Replaces agent configuration fields. Idle only. Atomic.

Accepts the following keys:

  • :model — replace the model. Resolved via Omni.get_model/2. Fails with {:error, {:model_not_found, ref}} if not found
  • :system — replace the system prompt
  • :messages — replace the committed message history. Must be empty or end with an :assistant message containing no %ToolUse{} blocks; otherwise fails with {:error, :invalid_messages}
  • :tools — replace the tool list
  • :opts — replace inference opts

All values are replaced, not merged. To merge opts, use the function form of set_state/3.

:private is not settable — callback modules own mutation via %{state | private: ...}.

Unrecognized keys return {:error, {:invalid_key, key}}. Returns {:error, status} with the current status (:busy or :paused) when the agent is not idle.

set_state(agent, field, value_or_fun)

@spec set_state(GenServer.server(), atom(), term() | (term() -> term())) ::
  :ok | {:error, :busy | :paused} | {:error, term()}

Replaces or transforms a single configuration field. Idle only.

When value_or_fun is a value, replaces the field directly. When value_or_fun is a 1-arity function, calls it with the current value and uses the return as the new value.

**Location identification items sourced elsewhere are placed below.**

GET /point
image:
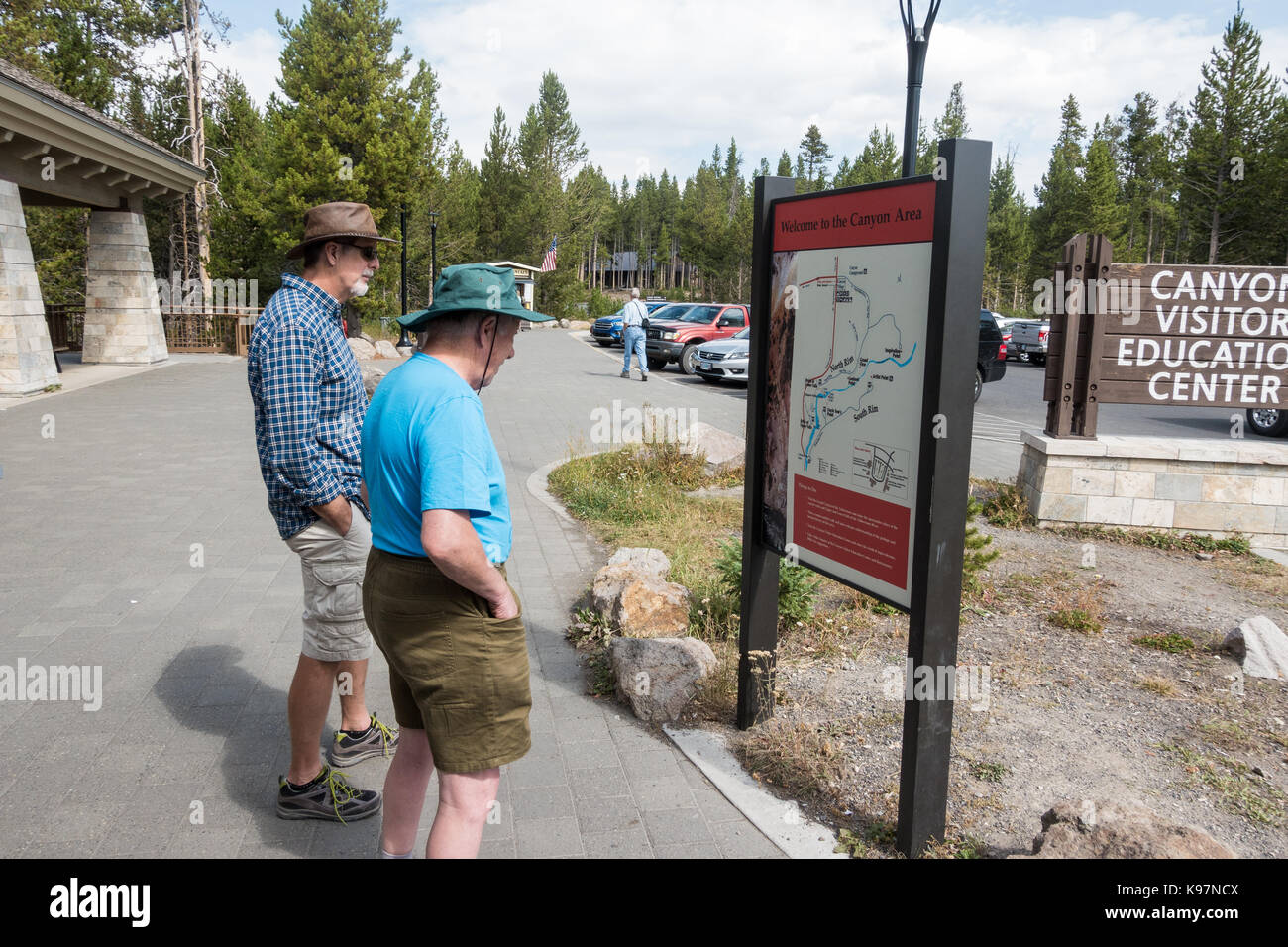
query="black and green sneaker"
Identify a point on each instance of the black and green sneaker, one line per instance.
(329, 797)
(352, 748)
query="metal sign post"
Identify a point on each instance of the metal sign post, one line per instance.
(758, 633)
(864, 333)
(956, 282)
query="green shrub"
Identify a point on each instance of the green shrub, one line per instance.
(798, 586)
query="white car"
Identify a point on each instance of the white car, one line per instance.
(724, 360)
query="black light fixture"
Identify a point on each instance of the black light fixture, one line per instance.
(404, 339)
(918, 42)
(433, 250)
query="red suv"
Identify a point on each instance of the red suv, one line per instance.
(678, 339)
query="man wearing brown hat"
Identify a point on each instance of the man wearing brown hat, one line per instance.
(309, 403)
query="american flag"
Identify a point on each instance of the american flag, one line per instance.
(549, 262)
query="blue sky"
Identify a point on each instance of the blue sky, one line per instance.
(657, 82)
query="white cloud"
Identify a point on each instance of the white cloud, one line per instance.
(657, 82)
(253, 55)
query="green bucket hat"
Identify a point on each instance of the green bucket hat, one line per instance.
(473, 287)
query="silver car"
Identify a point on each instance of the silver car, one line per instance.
(724, 360)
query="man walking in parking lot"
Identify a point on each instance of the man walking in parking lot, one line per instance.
(632, 334)
(437, 599)
(309, 402)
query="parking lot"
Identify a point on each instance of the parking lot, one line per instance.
(1004, 410)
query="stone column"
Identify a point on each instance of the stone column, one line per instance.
(123, 316)
(26, 357)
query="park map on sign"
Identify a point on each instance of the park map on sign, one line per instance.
(861, 328)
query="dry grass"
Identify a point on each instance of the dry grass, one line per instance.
(803, 759)
(1078, 609)
(1160, 685)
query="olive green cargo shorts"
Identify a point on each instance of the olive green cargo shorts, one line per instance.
(454, 671)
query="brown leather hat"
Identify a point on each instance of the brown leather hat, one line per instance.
(336, 219)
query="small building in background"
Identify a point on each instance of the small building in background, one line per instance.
(526, 278)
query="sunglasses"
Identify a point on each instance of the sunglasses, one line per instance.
(369, 253)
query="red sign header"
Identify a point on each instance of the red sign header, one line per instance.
(902, 214)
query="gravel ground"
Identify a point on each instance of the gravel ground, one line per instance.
(1067, 714)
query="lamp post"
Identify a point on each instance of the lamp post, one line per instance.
(918, 42)
(404, 339)
(433, 253)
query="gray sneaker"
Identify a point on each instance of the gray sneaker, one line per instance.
(376, 740)
(329, 797)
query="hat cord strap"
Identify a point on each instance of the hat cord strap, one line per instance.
(488, 364)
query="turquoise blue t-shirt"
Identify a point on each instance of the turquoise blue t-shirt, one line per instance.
(425, 446)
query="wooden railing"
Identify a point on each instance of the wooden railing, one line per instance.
(215, 329)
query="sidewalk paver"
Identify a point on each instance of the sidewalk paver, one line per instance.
(138, 539)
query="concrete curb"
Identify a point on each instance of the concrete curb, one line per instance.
(778, 821)
(537, 486)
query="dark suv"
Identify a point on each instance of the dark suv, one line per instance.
(991, 365)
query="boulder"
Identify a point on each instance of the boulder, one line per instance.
(652, 608)
(721, 449)
(658, 676)
(642, 560)
(370, 379)
(1261, 646)
(1102, 828)
(609, 582)
(627, 565)
(632, 592)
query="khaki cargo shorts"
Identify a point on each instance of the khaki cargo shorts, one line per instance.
(333, 566)
(454, 671)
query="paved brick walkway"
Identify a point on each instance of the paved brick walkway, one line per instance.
(137, 538)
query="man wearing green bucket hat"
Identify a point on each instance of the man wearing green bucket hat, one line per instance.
(436, 595)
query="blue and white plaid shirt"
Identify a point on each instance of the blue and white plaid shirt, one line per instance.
(309, 402)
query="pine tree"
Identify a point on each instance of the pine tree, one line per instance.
(1103, 209)
(1008, 240)
(814, 155)
(1141, 167)
(1061, 201)
(349, 125)
(952, 124)
(1232, 121)
(498, 182)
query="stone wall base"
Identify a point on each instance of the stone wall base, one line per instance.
(1179, 484)
(123, 316)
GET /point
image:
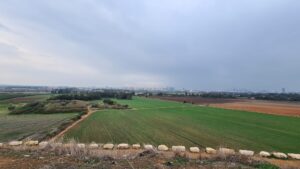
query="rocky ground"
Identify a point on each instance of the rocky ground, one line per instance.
(121, 159)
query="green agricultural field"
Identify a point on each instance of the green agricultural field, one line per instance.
(172, 123)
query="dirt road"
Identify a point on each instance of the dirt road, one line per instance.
(89, 112)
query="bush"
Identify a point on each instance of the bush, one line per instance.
(108, 101)
(11, 107)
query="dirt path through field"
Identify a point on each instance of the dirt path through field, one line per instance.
(89, 112)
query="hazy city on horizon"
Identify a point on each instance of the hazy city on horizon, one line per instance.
(208, 45)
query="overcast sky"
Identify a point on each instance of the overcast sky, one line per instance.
(192, 44)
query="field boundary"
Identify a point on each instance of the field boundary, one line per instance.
(90, 111)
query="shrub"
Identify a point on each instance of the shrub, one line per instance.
(108, 101)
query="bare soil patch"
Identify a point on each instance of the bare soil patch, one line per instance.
(269, 107)
(199, 100)
(47, 159)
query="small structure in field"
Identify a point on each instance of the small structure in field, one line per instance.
(148, 147)
(226, 151)
(279, 155)
(108, 146)
(264, 154)
(194, 149)
(162, 148)
(31, 143)
(15, 143)
(136, 146)
(246, 152)
(294, 156)
(178, 148)
(123, 146)
(210, 150)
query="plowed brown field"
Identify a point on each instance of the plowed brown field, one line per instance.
(278, 108)
(269, 107)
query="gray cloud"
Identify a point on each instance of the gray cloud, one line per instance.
(206, 44)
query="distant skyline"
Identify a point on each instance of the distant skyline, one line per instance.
(192, 44)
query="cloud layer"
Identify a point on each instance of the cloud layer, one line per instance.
(197, 44)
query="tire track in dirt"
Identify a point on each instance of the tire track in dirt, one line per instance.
(89, 112)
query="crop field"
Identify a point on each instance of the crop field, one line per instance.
(172, 123)
(34, 125)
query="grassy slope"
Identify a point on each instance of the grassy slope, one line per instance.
(18, 126)
(162, 122)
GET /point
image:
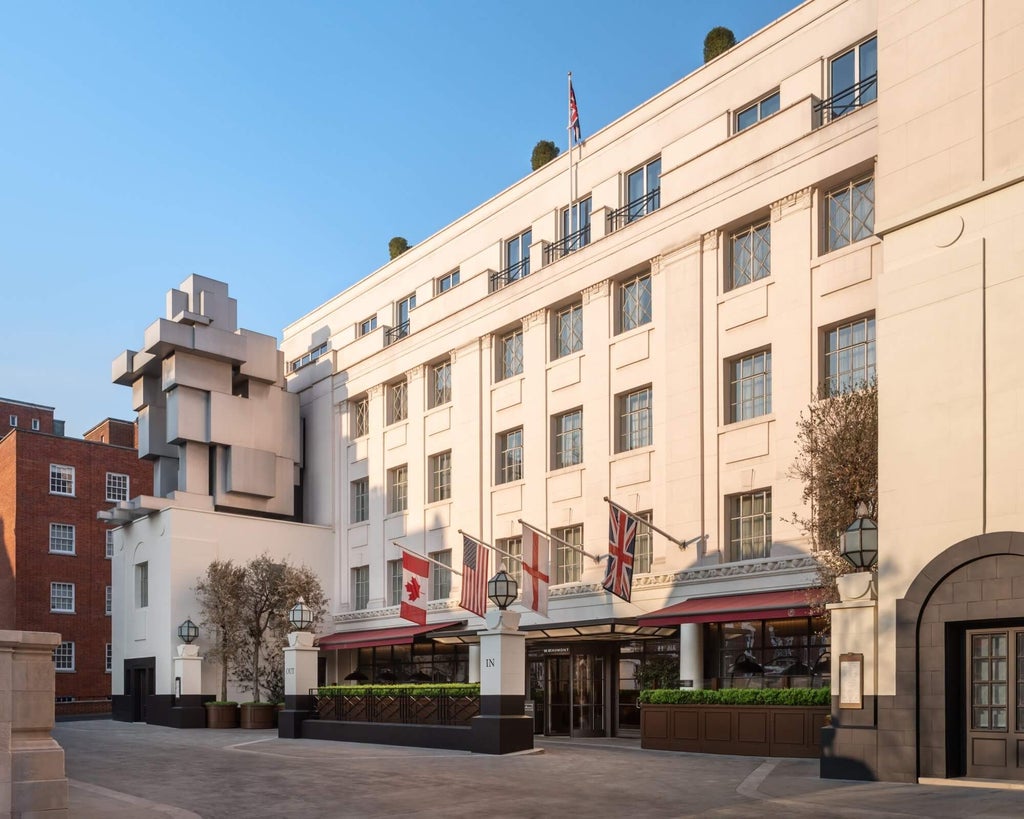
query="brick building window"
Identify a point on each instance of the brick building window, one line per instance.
(61, 479)
(117, 486)
(61, 539)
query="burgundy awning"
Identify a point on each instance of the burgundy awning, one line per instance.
(760, 606)
(401, 635)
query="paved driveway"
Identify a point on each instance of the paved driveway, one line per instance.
(120, 770)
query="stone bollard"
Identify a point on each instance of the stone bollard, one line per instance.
(32, 773)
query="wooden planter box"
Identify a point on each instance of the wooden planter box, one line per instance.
(742, 730)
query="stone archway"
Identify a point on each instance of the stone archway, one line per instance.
(971, 584)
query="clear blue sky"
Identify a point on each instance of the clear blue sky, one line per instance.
(276, 146)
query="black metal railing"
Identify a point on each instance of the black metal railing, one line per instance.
(635, 210)
(392, 334)
(846, 100)
(568, 245)
(408, 709)
(511, 273)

Agent.set_state(agent, :system, "Be concise.")
Agent.set_state(agent, :opts, fn opts -> Keyword.merge(opts, temperature: 0.7) end)
Agent.set_state(agent, :tools, fn tools -> [new_tool | tools] end)

Settable fields: :model, :system, :messages, :tools, :opts. Returns {:error, {:invalid_key, field}} for other fields. Returns {:error, :invalid_messages} if :messages fails the invariant. Returns {:error, status} with the current status (:busy or :paused) when the agent is not idle.

start_link(opts)

@spec start_link(keyword()) :: GenServer.on_start()

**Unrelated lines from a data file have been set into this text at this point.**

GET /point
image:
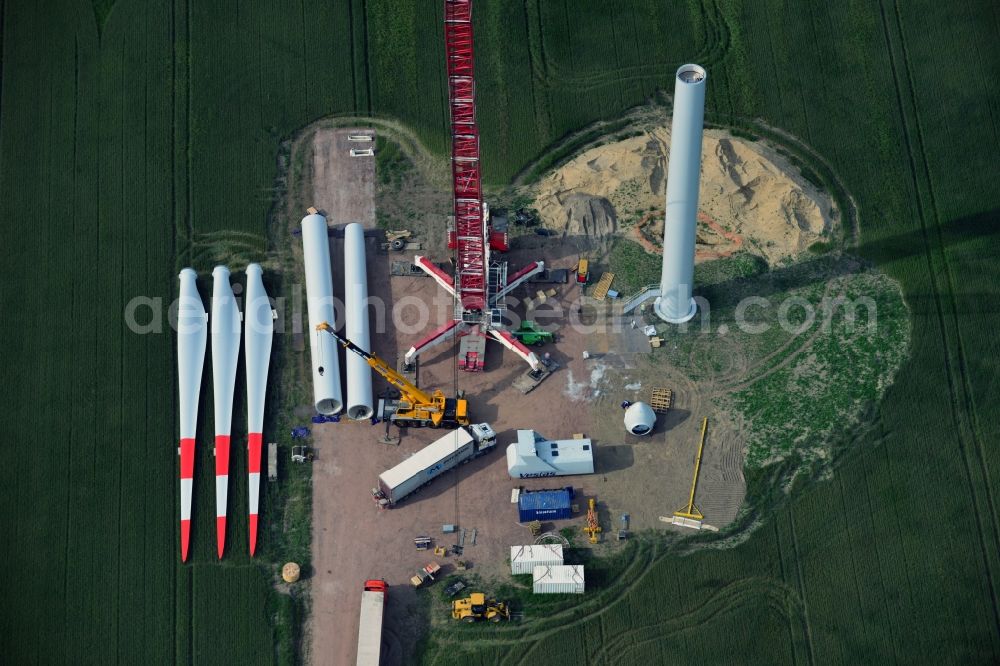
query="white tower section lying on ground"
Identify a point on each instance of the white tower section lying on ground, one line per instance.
(675, 305)
(328, 398)
(359, 373)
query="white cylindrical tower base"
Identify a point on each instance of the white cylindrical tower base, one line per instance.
(327, 396)
(662, 309)
(359, 373)
(675, 304)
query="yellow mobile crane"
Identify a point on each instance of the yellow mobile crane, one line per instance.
(415, 407)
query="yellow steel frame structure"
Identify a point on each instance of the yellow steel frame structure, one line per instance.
(691, 511)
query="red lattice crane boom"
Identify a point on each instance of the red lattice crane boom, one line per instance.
(471, 235)
(478, 286)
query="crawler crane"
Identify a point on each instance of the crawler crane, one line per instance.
(415, 407)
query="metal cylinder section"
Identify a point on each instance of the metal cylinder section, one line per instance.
(356, 329)
(675, 304)
(327, 396)
(640, 419)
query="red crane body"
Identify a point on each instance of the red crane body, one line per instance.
(471, 239)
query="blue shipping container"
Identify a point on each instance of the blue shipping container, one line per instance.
(545, 505)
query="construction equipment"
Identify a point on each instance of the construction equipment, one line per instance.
(593, 527)
(425, 573)
(531, 333)
(600, 291)
(691, 512)
(302, 454)
(623, 527)
(415, 407)
(479, 282)
(477, 607)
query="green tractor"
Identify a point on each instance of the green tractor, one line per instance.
(530, 334)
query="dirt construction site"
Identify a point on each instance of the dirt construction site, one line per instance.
(599, 353)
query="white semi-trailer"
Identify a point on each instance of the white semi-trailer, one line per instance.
(459, 446)
(370, 629)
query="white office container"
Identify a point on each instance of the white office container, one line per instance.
(561, 579)
(524, 559)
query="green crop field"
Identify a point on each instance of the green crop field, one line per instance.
(140, 137)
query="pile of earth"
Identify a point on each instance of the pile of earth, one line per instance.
(751, 197)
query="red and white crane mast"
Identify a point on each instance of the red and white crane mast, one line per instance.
(479, 285)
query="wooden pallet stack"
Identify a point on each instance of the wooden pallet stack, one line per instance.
(661, 399)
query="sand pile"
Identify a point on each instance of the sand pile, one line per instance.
(751, 197)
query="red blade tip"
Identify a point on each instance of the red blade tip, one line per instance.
(185, 538)
(220, 530)
(253, 533)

Starts and links an agent process without a callback module.

All default callbacks apply (single turn per prompt, all tools auto-executed, errors stop the agent). See "Start options" in the moduledoc for accepted keys.

start_link(module, opts)

@spec start_link(
  module() | nil,
  keyword()
) :: GenServer.on_start()

Starts and links an agent process with the given callback module.

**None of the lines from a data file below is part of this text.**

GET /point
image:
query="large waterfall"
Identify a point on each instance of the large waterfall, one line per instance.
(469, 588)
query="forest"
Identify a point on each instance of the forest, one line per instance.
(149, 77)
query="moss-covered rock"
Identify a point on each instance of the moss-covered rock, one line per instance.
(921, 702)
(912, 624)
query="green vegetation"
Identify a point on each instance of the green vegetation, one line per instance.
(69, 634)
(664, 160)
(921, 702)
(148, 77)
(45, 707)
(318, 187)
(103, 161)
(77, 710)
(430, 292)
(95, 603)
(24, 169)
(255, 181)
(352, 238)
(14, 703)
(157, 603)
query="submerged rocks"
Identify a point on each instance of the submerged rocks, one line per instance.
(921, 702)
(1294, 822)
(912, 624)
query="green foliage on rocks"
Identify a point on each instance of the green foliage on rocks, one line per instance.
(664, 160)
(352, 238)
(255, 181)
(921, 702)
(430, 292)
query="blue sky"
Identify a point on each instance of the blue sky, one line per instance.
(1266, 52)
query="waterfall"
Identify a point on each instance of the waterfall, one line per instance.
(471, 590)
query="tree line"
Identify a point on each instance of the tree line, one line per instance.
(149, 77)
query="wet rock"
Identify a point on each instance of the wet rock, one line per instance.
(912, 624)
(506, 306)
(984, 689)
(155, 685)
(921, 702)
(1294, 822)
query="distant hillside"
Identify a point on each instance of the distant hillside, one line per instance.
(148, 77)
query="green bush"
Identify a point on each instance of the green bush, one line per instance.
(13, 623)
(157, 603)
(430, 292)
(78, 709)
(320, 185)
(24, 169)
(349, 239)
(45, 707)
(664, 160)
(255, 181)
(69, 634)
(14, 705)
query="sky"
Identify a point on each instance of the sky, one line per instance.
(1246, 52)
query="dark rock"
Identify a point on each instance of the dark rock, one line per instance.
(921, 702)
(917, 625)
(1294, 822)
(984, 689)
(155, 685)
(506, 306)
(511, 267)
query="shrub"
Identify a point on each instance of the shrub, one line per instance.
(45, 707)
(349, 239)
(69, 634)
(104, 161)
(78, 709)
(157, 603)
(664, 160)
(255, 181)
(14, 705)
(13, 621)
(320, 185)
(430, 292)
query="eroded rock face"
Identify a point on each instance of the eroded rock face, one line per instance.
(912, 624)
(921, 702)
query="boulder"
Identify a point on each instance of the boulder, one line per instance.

The module must use Omni.Agent. See "Start options" in the moduledoc for accepted keys.

subscribe(agent)

@spec subscribe(GenServer.server()) :: {:ok, Omni.Agent.Snapshot.t()}

Subscribes the caller to agent events.

Returns {:ok, %Snapshot{}} — the snapshot captures the agent's state, the in-flight turn's pending messages, and any currently-streaming assistant message at the instant of subscription. Every event emitted after this call is delivered to the caller, so a subscriber joining mid-stream can populate its view and keep up without gaps.

Subscribing is idempotent. Subscribers are monitored and removed automatically when they die.

subscribe(agent, pid)

@spec subscribe(GenServer.server(), pid()) :: {:ok, Omni.Agent.Snapshot.t()}

Subscribes the given pid to agent events.

Same semantics as subscribe/1, but for an arbitrary pid rather than the caller.

unsubscribe(agent)

@spec unsubscribe(GenServer.server()) :: :ok

Unsubscribes the caller from agent events.

unsubscribe(agent, pid)

@spec unsubscribe(GenServer.server(), pid()) :: :ok

Unsubscribes the given pid from agent events.